The night before the wedding, there is a very special celebration called lailatu el henna meaning the night of the henna which dates back thousands of years. That day the bride and her female friends and relatives have henna motifs drawn by a professional henna lady on their hands and legs. They dress up, sing and dance freely as this night is a male free night. One of the traditions that some people still do is have a henna paste in a huge pan with lit candles inserted into the paste. The pan is carried by the bride while everybody follows her cheering and singing. On the other hand, the groom would have a henna party of his own at his home with his family and friends.

Most wedding parties start with what is called zaffa, which is a wedding procession or a happy parade. The main purpose of zaffa is to proceed and escort the newlyweds to where the party is held. There are many zaffa bands in Egypt which consist of a group of men and women. Some hold candles in their hands while some others play on huge trumpets or tambours. All members of the band sing famous zaffa songs. All family members, relatives, friends and bridesmaids join the parade, clapping and singing. Skillful women make a very loud cheery sound called zaghrouta, which dates back to the time of the ancient Egyptians. The sound could be described as a very loud scream and rolling of the tongue going high and low in a repeated manner. 
When you hear a zaghrouta sound in Egypt, it means that something really worth celebrating has happened. Some examples are an engagement, a wedding, or a graduation from high school or a university.

Once, the newlyweds reach the hall, they sit on a Kousha . It is a special decorated seating area surrounded by flowers, and lights. It could be a couch or two seats placed in a relatively high place to be seen by all the guests. It serves also as a wonderful spot for taking pictures.

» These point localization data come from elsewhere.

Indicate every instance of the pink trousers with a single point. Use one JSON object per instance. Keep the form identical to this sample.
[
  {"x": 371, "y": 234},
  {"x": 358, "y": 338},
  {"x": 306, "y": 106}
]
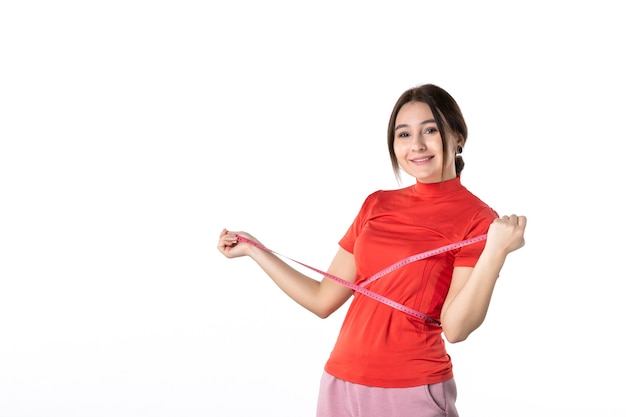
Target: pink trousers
[{"x": 339, "y": 398}]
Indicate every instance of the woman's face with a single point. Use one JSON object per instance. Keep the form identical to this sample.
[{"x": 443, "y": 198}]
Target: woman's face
[{"x": 418, "y": 147}]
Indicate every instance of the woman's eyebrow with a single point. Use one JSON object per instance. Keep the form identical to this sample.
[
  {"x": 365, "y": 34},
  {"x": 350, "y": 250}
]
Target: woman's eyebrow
[{"x": 402, "y": 126}]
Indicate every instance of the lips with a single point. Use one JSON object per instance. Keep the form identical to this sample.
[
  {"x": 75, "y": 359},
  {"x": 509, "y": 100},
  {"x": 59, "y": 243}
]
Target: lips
[{"x": 422, "y": 160}]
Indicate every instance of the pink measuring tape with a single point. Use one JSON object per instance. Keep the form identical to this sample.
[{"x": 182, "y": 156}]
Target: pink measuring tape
[{"x": 372, "y": 294}]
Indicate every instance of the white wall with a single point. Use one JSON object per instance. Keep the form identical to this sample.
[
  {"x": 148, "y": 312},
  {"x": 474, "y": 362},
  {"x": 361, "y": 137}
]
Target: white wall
[{"x": 132, "y": 132}]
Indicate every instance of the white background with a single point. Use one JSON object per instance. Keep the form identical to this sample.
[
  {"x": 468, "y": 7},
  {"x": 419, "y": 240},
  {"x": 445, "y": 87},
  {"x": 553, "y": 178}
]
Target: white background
[{"x": 132, "y": 132}]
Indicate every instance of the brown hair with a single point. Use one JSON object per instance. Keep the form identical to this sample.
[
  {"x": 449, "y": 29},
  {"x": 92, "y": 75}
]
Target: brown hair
[{"x": 446, "y": 112}]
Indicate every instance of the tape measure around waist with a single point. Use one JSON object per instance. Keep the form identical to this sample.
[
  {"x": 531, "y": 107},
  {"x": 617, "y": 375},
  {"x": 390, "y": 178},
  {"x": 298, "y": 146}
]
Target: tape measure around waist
[{"x": 360, "y": 288}]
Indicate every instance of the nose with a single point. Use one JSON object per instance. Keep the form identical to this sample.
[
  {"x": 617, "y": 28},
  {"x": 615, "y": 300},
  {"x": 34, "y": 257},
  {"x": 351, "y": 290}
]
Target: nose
[{"x": 418, "y": 143}]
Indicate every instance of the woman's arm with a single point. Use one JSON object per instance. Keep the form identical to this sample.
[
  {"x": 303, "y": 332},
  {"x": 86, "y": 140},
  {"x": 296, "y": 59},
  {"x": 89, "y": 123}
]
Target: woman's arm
[
  {"x": 470, "y": 292},
  {"x": 320, "y": 297}
]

The party begins by singing and dancing. Here, friends of both the bride and the groom do their best to make the party as cheerful and enjoyable as possible. Some famous singers or belly dancers are hired to perform in the party according to financial abilities of both families. After the banquet, guests greet the bride and groom, take pictures with them and wish them all the best for their coming life as a new couple.